Cameron shares a long-standing business relationship with Petrobras and the recent contract win is a part of it. Per the deal, Cameron will supply 47 subsea trees and related tools. Cameron expects the deliveries of the subsea equipment to commence in 2014. The value of the award is estimated at roughly $600 million.  

Earlier in Feb 2013, Cameron signed a deal with an affiliate of U.S. energy behemoth ExxonMobil Corporation (XOM - Analyst Report) to supply two water injection trees, five subsea production trees, three manifolds, production and topside controls and related tools.

Houston, Texas-based Cameron is a leading manufacturer of pressure control equipment used in onshore, offshore, and subsea applications for oil and gas drilling, production, and transmission. The company operates through three segments: Drilling & Production Systems, Valves & Measurement, and Process & Compression Systems.

Cameron’s strong backlog provides ample visibility for earnings growth and cash flow prospects going forward. Its existing backlog of nearly $7.6 billion provides plenty of cushion amid the current uncertain environment.
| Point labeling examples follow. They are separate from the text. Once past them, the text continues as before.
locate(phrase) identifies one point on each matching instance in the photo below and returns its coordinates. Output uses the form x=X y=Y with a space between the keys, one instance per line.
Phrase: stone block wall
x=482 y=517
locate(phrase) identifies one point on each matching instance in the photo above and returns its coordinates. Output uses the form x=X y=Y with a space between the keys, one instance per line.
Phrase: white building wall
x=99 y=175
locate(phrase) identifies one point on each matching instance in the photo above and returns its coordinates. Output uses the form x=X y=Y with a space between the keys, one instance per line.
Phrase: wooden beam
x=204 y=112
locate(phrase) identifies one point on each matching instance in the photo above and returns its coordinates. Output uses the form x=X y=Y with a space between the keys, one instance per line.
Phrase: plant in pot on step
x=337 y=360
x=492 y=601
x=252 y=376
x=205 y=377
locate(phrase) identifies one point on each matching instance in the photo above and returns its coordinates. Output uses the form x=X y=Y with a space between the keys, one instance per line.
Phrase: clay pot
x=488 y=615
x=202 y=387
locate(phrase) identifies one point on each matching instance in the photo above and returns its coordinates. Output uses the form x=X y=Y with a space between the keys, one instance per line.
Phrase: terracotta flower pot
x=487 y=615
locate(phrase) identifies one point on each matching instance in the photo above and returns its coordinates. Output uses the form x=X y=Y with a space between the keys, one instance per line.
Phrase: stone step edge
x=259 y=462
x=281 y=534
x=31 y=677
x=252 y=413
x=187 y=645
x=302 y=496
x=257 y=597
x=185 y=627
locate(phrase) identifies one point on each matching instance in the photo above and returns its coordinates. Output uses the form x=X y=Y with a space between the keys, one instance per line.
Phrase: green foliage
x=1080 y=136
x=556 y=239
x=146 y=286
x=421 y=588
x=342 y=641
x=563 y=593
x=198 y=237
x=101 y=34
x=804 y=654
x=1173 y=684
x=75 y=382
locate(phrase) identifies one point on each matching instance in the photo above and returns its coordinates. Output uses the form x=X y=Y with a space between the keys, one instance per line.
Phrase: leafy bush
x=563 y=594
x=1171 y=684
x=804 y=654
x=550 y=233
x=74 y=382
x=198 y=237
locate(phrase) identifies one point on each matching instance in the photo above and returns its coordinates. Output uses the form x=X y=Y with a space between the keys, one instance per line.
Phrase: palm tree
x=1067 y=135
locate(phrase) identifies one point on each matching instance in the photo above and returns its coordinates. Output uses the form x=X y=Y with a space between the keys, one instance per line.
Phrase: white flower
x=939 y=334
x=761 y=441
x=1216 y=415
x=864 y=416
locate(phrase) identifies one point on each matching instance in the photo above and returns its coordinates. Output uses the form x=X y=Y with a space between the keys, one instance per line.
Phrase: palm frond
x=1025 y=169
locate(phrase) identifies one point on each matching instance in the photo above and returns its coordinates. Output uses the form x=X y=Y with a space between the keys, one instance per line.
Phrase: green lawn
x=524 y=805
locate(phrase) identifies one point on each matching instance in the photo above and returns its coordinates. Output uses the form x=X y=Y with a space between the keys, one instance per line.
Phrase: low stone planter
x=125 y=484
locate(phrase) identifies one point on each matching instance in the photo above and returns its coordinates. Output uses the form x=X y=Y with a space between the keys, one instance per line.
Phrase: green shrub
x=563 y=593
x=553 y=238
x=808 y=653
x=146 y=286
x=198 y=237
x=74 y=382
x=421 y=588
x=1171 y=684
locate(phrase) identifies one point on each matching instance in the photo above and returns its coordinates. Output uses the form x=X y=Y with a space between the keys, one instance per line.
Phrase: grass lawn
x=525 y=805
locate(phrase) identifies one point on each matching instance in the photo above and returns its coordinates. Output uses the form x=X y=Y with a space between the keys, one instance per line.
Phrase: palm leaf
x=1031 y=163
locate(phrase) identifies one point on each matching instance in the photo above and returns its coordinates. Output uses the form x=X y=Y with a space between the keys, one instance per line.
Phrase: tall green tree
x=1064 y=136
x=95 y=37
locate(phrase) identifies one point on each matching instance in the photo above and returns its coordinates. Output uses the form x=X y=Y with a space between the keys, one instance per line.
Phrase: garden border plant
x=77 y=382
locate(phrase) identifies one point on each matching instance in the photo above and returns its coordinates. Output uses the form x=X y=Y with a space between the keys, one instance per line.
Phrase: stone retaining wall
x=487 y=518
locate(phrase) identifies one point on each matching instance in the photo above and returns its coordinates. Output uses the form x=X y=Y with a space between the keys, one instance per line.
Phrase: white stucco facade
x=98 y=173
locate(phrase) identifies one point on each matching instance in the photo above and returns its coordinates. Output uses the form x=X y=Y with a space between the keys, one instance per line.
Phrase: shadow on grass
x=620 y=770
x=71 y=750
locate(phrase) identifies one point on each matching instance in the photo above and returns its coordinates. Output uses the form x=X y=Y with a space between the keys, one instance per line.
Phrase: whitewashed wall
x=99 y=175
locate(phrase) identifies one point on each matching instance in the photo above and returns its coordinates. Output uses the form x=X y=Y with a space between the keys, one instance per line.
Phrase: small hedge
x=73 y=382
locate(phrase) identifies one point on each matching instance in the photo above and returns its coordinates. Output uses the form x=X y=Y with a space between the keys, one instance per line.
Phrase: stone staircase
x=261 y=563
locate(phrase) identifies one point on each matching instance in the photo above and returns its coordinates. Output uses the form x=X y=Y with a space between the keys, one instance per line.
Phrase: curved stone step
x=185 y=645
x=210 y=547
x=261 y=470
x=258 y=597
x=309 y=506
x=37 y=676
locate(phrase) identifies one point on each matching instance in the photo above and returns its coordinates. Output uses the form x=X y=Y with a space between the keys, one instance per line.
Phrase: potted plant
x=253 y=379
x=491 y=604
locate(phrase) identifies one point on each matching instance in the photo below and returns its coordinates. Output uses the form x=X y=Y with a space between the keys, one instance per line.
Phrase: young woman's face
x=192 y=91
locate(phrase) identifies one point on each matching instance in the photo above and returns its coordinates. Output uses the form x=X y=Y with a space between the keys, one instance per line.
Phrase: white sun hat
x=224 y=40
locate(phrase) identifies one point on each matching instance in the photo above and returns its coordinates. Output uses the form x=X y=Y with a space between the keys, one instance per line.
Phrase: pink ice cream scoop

On the flip side, Cameron conducts operations in many international markets and is therefore exposed to risks associated with doing business abroad. Such risks include embargoes and/or expropriation of assets, exchange rate risks, terrorism and political/civil sentiment, etc.

Cameron currently carries a Zacks Rank #3 (Hold), implying that it is expected to perform in line with the broader U.S. equity market over the next one to three months.

Meanwhile, one can look at energy explorer like Range Resources Corporation (RRC - Analyst Report) as attractive investment. The firm – sporting a Zacks Rank #1 (Strong Buy) – implies that it is expected to outperform the U.S. equity market over the next one to three months.